Over the last several years, AMD has encountered a number of challenges. On the manufacturing and CPU side, the competition with Intel has been brutal. Intel delivered a decisive combination of a 45nm manufacturing process with a novel high-k and metal gate stack in 2007 that dramatically boosted transistor performance and efficiency, and the new Nehalem microarchitecture in 2008. At the same time, AMD was struggling to consistently deliver competitive products and was grappling with the spin-out of their manufacturing to Global Foundries (which will eventually have a high-k, metal gate stack ready at 32nm in 2011).
At the same time, the graphics business at AMD has been a bright spot for the company. The graphics division has been consistently improving their product line in every generation and took major steps forward with the 55nm RV770. The results have been quite spectacular and AMD has leapt from roughly a third of the discrete graphics card market in 2008 to a hair over 50% in the middle of 2010. Certainly the graphics group has had a few mis-steps, and their performance in the workstation market is still quite poor; but the overall trend is a very positive one.
There are several factors at play here. The first is that AMD has very slowly and cautiously embraced general purpose computing on GPUs, and focused their resources first and foremost on graphics. In contrast, Nvidia has blazed a trail in GPU computing with Fermi, where they have carved out a leadership position in a new and lucrative market, but that has come with a cost in their core graphics business. The second factor is that as GPUs have moved from the 65nm node down to 40nm, the physical design has become increasingly challenging.
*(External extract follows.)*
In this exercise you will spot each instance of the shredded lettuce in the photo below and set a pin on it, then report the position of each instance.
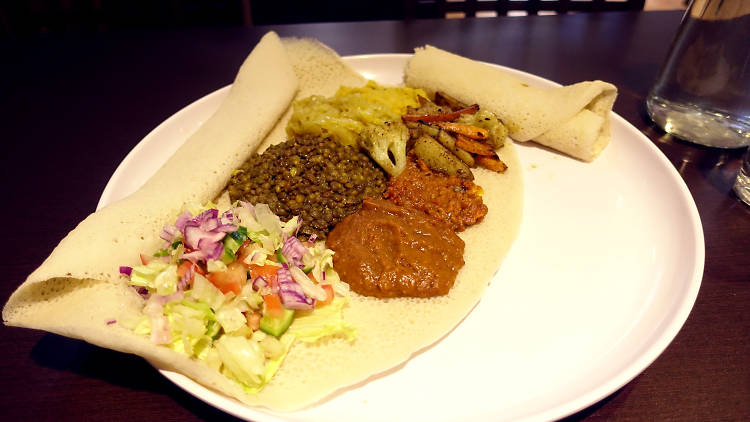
(322, 322)
(243, 359)
(206, 324)
(157, 276)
At each new generation, foundries and device manufacturers are faced with continuing Moore’s Law and improving performance and power efficiency. Unfortunately, some of these challenges ultimately manifest as problems in circuit design, power consumption and yield. In terms of physical design prowess, AMD is simply ahead of Nvidia. Part of this is cultural – Nvidia has always had far better software, while ArtX (which was acquired by ATI) was a top notch chip design company. Moreover, AMD has considerable physical design expertise from the CPU and manufacturing division that was beneficial to the graphics group. As a result, AMD simply had a smoother ride to advanced CMOS technology than Nvidia.
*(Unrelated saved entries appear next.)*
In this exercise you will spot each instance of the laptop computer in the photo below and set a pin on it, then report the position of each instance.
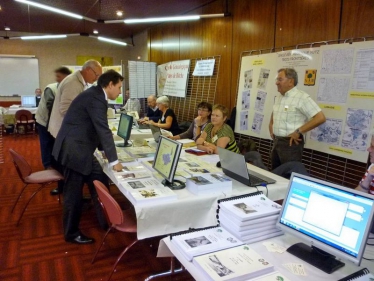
(28, 101)
(234, 166)
(156, 132)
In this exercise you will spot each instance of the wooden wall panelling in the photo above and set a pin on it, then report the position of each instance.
(252, 29)
(306, 21)
(357, 18)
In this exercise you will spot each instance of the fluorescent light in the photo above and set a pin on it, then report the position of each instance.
(43, 37)
(181, 18)
(112, 41)
(49, 8)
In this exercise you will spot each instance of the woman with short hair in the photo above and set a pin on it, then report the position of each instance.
(217, 133)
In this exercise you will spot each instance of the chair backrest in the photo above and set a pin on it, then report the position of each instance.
(111, 208)
(23, 115)
(23, 168)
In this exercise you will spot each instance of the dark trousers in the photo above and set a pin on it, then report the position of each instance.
(282, 152)
(46, 145)
(73, 194)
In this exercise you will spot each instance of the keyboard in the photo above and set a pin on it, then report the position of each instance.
(255, 180)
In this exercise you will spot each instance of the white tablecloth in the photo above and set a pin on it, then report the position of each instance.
(191, 210)
(167, 249)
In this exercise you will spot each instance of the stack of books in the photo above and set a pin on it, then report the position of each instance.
(250, 217)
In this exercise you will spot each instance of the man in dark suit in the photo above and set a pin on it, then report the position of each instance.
(85, 128)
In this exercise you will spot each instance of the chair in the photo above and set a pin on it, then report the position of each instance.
(43, 178)
(124, 221)
(24, 119)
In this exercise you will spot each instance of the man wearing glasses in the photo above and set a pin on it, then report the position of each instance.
(294, 114)
(69, 89)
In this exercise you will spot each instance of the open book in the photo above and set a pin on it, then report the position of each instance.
(201, 241)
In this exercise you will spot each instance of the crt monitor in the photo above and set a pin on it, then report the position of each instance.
(333, 220)
(28, 101)
(124, 129)
(166, 161)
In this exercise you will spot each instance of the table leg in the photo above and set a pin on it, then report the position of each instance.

Of course, there were considerable bumps along the way. One of the challenges for AMD (and specifically Cayman and Barts) came from their manufacturing partner TSMC. Historically, TSMC had both a mainline logic node (e.g. 65nm) and then a half-node shrink (e.g. 55nm), which was good for a mild boost in density and transistor performance. In late November of 2009, TSMC announced that it had cancelled the 32nm node, due to relatively small volumes on the node. Instead, they would focus all their efforts on the 28nm node. For many customers, this was not an issue – however, AMD was quite far along on a next generation GPU that did target 32nm. Rather than cancel the project, it was retargeted for the proven and mature 40nm and moved up to the end of 2010 (and renamed Cayman). To accomplish this rescheduling though, AMD had to extensively rely on design re-use from previous generations.
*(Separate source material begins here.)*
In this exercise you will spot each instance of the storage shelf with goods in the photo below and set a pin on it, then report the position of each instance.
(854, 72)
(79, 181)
After a highly compressed development cycle, AMD is launching the 40nm Cayman based GPUs. Cayman is the biggest microarchitecture change since the RV770. The headline is a move from a 5-wide VLIW to a 4-wide symmetric VLIW, but there are also a number of other incremental enhancements intended for both graphics and more general workloads. Cayman represents a step in the direction towards GPU computing, but a modest and evolutionary improvement in programmability, rather than a wholesale revolution. In this report, we will explore the Cayman architecture, with an eye towards compute oriented workloads.